A l’extrême, c’est la relation maître-esclave. Un
proverbe chinois dit: «Plus le singe monte à l’arbre,
plus il montre ses fesses»! La position basse est en
fait la position du pouvoir. Quel est le plus sûr moyen
de vous faire porter par quelqu’un dans la rue? Vous
évanouir! Vous pousserez ainsi les autres à vous
secourir et ainsi à occuper la position haute. C’est
vous qui exercez un pouvoir (indirect) sur les autres.
3. Relation complémentaire et relation symétrique
«Tout comportement (aussi absurde qu’il puisse
m’apparaître) a une intention positive (du point de vue
de son auteur)». Celui qui, dans l’échange, rivalise
pour obtenir la position haute ou la position basse
place la relation sur un axe symétrique avec un risque
d’escalade évident. C’est la forme d’interaction la
plus stérile. Passé un certain stade, les informations
échangées ne servent plus qu’à alimenter la rivalité
et n’ont plus grand-chose à voir avec un échange
fructueux d’arguments ou d’opinions. Si je considère
que mon interlocuteur n’appartient pas au même
monde que moi, alors notre collaboration est vouée
à l’échec.
À l’inverse, la relation complémentaire est la plus
constructive car elle cherche à mettre en œuvre
des moyens communs pour atteindre un objectif
commun.
Une belle escalade symétrique commencée face à
face à la table de réunion (ou de la salle à manger)
peut, comme par magie, trouver un épilogue heureux
dans le côte à côte de la voiture.
4. Logique circulaire et logique linéaire
Le jeu interactionnel ne répond pas à une logique
linéaire, c’est-à-dire à un lien de cause à effet
direct comme par exemple : s’il le froid commence
à se faire sentir dans la pièce, je vais tourner le
thermostat sur «plus chaud» (changement de type
1). Nous sommes des êtres complexes qui vivent
sur plusieurs niveaux simultanément. Appliquer une
logique linéaire à l’humain tend à réduire la relation
avec autrui à de la mécanique. Dans ce système
complexe, une cause produit un effet qui devient une
cause qui produit un effet qui devient une cause qui...
C’est la logique circulaire. Voir un porc rempli de ce
qui restait de victuailles dans la ville jeté par-dessus
les remparts de Carcassonne assiégée depuis des
mois a décidé Philippe le Bel et ses troupes à lever
le camp (changement de type 2). L’action ne vise pas
directement le résultat mais elle contribue à créer par
enchaînement en impliquant plusieurs niveaux de
l’interaction les conditions propices à sa réalisation.
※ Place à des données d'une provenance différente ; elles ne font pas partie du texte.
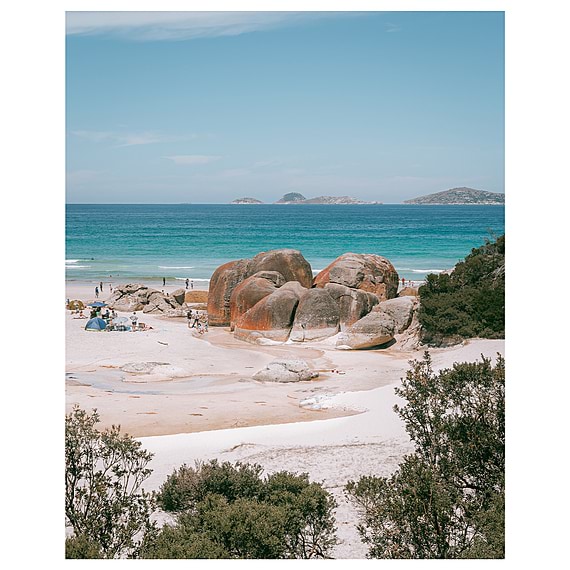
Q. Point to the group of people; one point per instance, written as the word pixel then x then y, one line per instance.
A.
pixel 197 320
pixel 99 289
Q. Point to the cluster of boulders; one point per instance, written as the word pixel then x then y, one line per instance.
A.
pixel 273 296
pixel 136 297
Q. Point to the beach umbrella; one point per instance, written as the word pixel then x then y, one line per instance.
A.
pixel 95 324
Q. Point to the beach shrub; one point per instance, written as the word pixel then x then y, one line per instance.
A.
pixel 469 302
pixel 104 502
pixel 232 511
pixel 81 547
pixel 446 499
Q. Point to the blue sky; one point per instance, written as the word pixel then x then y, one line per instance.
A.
pixel 207 107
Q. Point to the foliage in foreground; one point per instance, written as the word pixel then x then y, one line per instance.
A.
pixel 446 500
pixel 469 302
pixel 230 511
pixel 104 501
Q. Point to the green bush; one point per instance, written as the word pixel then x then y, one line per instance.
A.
pixel 470 302
pixel 104 500
pixel 446 500
pixel 231 511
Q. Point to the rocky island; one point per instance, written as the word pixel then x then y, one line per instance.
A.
pixel 246 200
pixel 296 198
pixel 459 196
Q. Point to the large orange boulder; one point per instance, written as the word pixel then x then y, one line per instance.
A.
pixel 251 291
pixel 271 318
pixel 317 316
pixel 364 271
pixel 290 263
pixel 222 283
pixel 353 304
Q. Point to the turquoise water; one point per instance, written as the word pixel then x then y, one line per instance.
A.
pixel 144 242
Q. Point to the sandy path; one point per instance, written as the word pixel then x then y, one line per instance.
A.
pixel 201 403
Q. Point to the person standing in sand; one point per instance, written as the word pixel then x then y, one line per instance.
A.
pixel 134 320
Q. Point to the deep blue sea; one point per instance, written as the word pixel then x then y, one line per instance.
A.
pixel 144 242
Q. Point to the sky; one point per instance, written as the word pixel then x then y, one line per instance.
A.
pixel 170 107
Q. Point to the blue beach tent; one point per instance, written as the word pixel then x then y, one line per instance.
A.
pixel 95 324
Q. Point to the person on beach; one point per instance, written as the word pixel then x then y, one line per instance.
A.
pixel 134 320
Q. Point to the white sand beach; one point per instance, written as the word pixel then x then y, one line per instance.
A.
pixel 191 397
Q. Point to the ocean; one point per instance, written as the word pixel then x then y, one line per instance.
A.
pixel 123 243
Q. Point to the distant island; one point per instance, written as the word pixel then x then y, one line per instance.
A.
pixel 296 198
pixel 459 196
pixel 246 200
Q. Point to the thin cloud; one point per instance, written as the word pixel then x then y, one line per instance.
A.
pixel 192 158
pixel 121 139
pixel 390 28
pixel 157 26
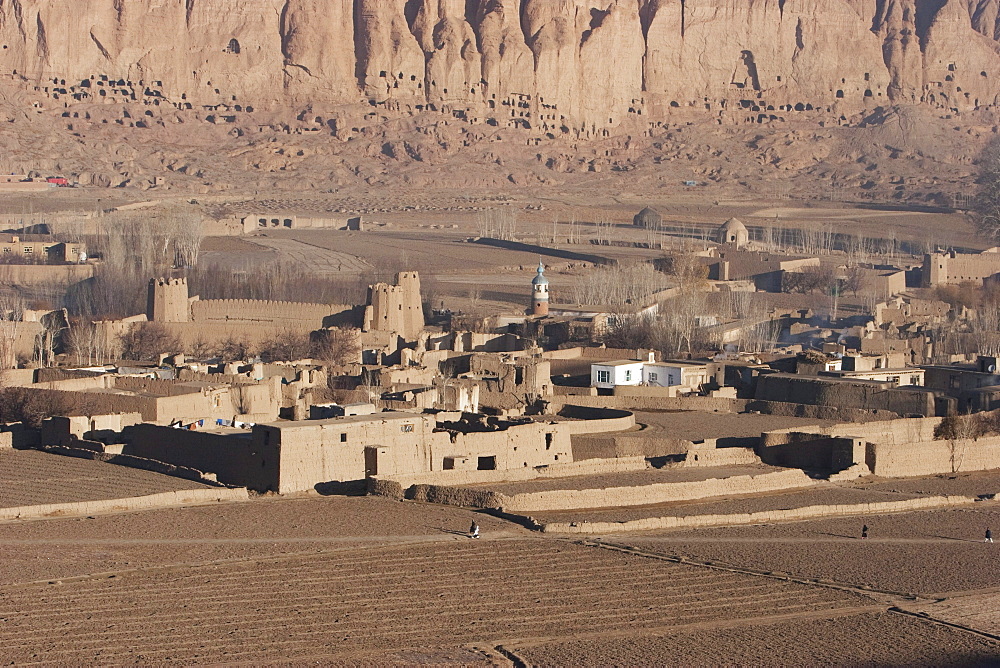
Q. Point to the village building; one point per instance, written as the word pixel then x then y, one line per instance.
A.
pixel 951 267
pixel 295 456
pixel 609 375
pixel 734 233
pixel 540 292
pixel 29 248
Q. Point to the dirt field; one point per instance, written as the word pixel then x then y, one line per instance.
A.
pixel 631 478
pixel 922 552
pixel 29 477
pixel 360 602
pixel 698 425
pixel 368 580
pixel 845 641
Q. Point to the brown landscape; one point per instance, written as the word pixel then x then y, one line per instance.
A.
pixel 499 332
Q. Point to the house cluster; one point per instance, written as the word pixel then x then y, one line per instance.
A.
pixel 419 400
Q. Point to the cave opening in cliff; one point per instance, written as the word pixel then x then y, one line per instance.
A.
pixel 746 72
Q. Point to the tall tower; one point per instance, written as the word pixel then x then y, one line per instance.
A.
pixel 167 300
pixel 540 292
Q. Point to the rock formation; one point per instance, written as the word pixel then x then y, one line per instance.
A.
pixel 557 66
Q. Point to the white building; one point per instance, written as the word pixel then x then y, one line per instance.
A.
pixel 671 374
pixel 608 375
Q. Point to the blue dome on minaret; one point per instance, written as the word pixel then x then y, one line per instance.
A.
pixel 540 276
pixel 540 292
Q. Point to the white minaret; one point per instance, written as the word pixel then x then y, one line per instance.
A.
pixel 540 292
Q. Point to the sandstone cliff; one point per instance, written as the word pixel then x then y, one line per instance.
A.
pixel 552 65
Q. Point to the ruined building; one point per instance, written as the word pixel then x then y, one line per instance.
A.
pixel 396 308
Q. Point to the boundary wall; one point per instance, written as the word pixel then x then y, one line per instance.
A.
pixel 764 517
pixel 713 404
pixel 585 467
pixel 642 495
pixel 564 499
pixel 129 504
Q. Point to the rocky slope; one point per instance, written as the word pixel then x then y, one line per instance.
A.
pixel 553 65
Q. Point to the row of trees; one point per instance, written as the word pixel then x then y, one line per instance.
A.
pixel 93 343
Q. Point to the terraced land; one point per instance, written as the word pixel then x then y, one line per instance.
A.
pixel 362 604
pixel 30 477
pixel 351 581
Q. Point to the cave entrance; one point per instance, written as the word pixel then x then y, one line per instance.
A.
pixel 745 73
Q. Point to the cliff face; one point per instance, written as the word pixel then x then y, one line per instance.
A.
pixel 553 65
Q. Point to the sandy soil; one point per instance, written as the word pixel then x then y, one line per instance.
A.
pixel 921 552
pixel 30 477
pixel 54 548
pixel 821 494
pixel 631 478
pixel 858 640
pixel 368 580
pixel 363 602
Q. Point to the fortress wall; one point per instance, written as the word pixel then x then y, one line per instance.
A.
pixel 253 311
pixel 658 493
pixel 789 515
pixel 233 458
pixel 131 504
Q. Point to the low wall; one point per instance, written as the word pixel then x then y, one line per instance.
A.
pixel 131 504
pixel 600 447
pixel 900 459
pixel 35 274
pixel 765 517
pixel 544 250
pixel 594 420
pixel 705 455
pixel 570 499
pixel 586 467
pixel 818 412
pixel 708 404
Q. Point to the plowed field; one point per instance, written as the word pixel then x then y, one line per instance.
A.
pixel 30 477
pixel 364 602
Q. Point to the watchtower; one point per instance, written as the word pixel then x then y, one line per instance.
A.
pixel 167 300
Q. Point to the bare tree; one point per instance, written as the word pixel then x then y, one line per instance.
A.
pixel 147 341
pixel 336 345
pixel 11 315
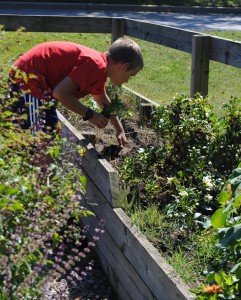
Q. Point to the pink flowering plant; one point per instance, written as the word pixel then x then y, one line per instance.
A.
pixel 43 246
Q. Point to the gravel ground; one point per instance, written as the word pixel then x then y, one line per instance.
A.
pixel 93 286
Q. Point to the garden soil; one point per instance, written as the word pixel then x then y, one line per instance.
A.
pixel 95 285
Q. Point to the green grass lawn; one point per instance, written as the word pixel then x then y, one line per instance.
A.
pixel 167 71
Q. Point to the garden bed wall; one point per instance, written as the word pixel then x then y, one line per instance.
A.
pixel 133 266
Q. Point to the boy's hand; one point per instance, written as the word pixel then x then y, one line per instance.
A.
pixel 121 138
pixel 99 120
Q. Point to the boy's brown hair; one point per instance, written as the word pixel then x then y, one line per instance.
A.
pixel 126 51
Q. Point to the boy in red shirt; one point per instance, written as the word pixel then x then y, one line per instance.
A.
pixel 67 71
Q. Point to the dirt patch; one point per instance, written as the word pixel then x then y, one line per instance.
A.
pixel 105 142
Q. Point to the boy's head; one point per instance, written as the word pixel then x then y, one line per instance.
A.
pixel 124 60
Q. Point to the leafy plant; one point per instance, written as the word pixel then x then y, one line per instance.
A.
pixel 42 242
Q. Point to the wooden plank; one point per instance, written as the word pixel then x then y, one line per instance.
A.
pixel 166 36
pixel 125 274
pixel 225 51
pixel 102 173
pixel 119 290
pixel 141 254
pixel 200 65
pixel 56 23
pixel 118 28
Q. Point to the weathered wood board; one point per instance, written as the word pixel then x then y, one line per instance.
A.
pixel 135 269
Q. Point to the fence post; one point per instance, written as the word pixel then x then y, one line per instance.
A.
pixel 200 65
pixel 117 28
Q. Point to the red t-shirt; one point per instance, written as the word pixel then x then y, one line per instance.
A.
pixel 47 64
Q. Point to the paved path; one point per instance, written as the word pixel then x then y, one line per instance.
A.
pixel 194 21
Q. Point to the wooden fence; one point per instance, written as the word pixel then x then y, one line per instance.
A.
pixel 203 48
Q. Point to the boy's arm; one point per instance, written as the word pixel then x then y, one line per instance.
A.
pixel 120 133
pixel 64 93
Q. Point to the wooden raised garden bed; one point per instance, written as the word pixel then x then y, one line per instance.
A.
pixel 133 266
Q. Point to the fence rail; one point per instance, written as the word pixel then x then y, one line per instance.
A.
pixel 203 48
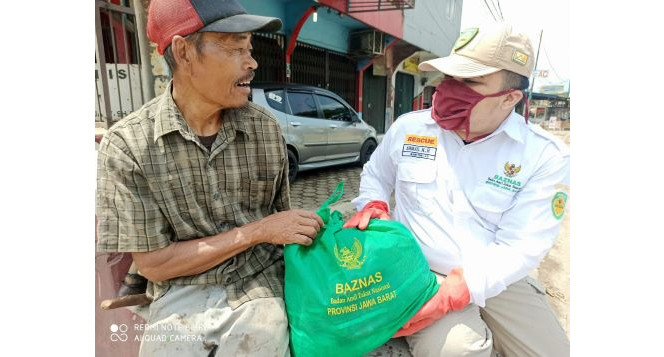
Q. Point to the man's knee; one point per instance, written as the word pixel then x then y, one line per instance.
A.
pixel 459 333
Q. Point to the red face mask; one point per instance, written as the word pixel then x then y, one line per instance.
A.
pixel 452 103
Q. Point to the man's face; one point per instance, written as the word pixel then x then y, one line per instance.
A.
pixel 487 115
pixel 223 68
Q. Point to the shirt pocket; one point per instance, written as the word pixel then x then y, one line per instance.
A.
pixel 417 184
pixel 260 192
pixel 490 205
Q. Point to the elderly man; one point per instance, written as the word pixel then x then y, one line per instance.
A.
pixel 483 191
pixel 194 185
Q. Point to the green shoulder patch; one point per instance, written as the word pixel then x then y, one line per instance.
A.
pixel 466 36
pixel 558 204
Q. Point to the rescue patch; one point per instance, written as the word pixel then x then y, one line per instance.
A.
pixel 558 204
pixel 520 57
pixel 420 146
pixel 511 170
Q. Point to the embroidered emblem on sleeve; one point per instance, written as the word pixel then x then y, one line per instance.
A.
pixel 558 204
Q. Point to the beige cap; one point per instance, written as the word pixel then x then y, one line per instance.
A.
pixel 485 50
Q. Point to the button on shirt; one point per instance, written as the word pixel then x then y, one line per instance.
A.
pixel 492 207
pixel 158 184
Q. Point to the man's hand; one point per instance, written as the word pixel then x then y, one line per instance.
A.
pixel 452 295
pixel 287 227
pixel 373 209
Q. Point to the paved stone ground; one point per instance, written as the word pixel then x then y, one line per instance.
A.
pixel 312 188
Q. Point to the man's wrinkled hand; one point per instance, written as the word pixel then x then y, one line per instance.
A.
pixel 452 295
pixel 373 209
pixel 288 227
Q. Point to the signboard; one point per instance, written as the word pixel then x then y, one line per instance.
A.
pixel 410 64
pixel 125 92
pixel 552 89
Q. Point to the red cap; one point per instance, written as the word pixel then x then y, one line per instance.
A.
pixel 167 18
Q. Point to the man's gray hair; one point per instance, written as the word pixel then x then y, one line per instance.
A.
pixel 196 38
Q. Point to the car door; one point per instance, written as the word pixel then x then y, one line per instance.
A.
pixel 344 135
pixel 307 130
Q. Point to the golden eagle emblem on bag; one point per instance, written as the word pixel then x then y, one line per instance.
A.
pixel 350 258
pixel 511 170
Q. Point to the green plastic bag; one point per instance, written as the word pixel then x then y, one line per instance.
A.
pixel 350 291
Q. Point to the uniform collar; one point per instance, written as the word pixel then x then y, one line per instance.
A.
pixel 169 118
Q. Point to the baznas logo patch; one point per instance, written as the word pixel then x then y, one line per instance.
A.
pixel 511 170
pixel 465 37
pixel 520 57
pixel 558 204
pixel 350 258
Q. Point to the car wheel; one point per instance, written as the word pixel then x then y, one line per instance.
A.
pixel 368 148
pixel 292 166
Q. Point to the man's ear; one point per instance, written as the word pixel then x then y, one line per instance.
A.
pixel 182 53
pixel 511 99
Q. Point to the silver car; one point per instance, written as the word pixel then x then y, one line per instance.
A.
pixel 320 128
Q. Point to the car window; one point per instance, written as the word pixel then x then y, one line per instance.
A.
pixel 276 99
pixel 302 104
pixel 333 109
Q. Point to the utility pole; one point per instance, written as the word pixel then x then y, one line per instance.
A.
pixel 532 83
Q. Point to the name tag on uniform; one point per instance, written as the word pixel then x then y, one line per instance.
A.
pixel 420 146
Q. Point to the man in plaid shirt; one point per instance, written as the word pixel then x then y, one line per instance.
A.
pixel 195 185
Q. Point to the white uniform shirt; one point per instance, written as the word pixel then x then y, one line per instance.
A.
pixel 492 207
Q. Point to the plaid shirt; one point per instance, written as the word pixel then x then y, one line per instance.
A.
pixel 157 184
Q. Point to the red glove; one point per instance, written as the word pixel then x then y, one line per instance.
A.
pixel 373 209
pixel 452 295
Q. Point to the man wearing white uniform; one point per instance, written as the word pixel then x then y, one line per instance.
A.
pixel 483 191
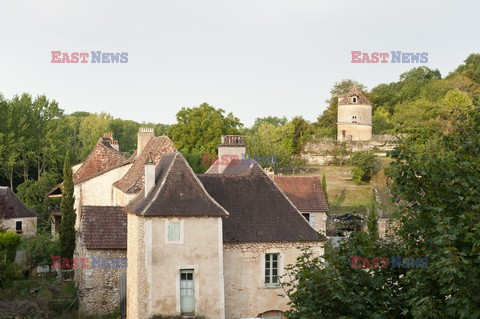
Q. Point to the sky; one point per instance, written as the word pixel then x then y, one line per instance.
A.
pixel 252 58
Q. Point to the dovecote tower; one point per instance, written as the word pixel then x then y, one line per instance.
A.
pixel 354 117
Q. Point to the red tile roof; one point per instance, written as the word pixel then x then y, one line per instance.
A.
pixel 102 158
pixel 132 181
pixel 305 192
pixel 104 227
pixel 11 206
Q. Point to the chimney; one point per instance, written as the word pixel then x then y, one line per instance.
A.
pixel 149 175
pixel 145 134
pixel 114 144
pixel 108 137
pixel 231 147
Une requête avec explication verbale de la part des
assiégés n’aurait eu, on s’en doute en l’occurence,
aucun effet. Si les mots s’ordonnent selon une
logique linéaire, les faits, eux, le font selon une
logique circulaire. Les explications ne servent le plus
souvent qu’à les trahir et à nous desservir.
5. Action et réaction
Le risque d’enlisement dans une interaction tient
souvent au fait que nous avons toujours une longueur
de retard par rapport à notre interlocuteur. Nous
attendons qu’il fasse quelque chose pour y réagir. Et
c’est comme si nous étions condamnés à ne servir
qu’à remettre le train sur les rails pour qu’il arrive à
bon port! Prendre l’initiative nécessite une vision claire
(et donc anticipée) de l’objectif à atteindre aussi bien
sur le plan organisationnel que sur le plan relationnel.
Il s’agit de découper cet objectif en actions réalisables
et d’agir en recyclant continuellement les réponses
que ces actions produisent.
En résumé, si je parviens à utiliser et à décoder le
langage non-verbal, à me maintenir un peu plus que
mon interlocuteur dans la position basse, à établir la
relation sur un axe complémentaire et à développer les
événements selon une causalité circulaire, j’agis plus
que je ne réagis. Je garde l’initiative de l’interaction
et j’augmente ainsi les chances d’atteindre l’objectif
commun visé.
Ainsi je rayonne et j’exerce une influence positive sur
ceux qui m’entourent, que ce soit au travail ou à la
maison.
C’est bien-là ce qui caractérise un leader.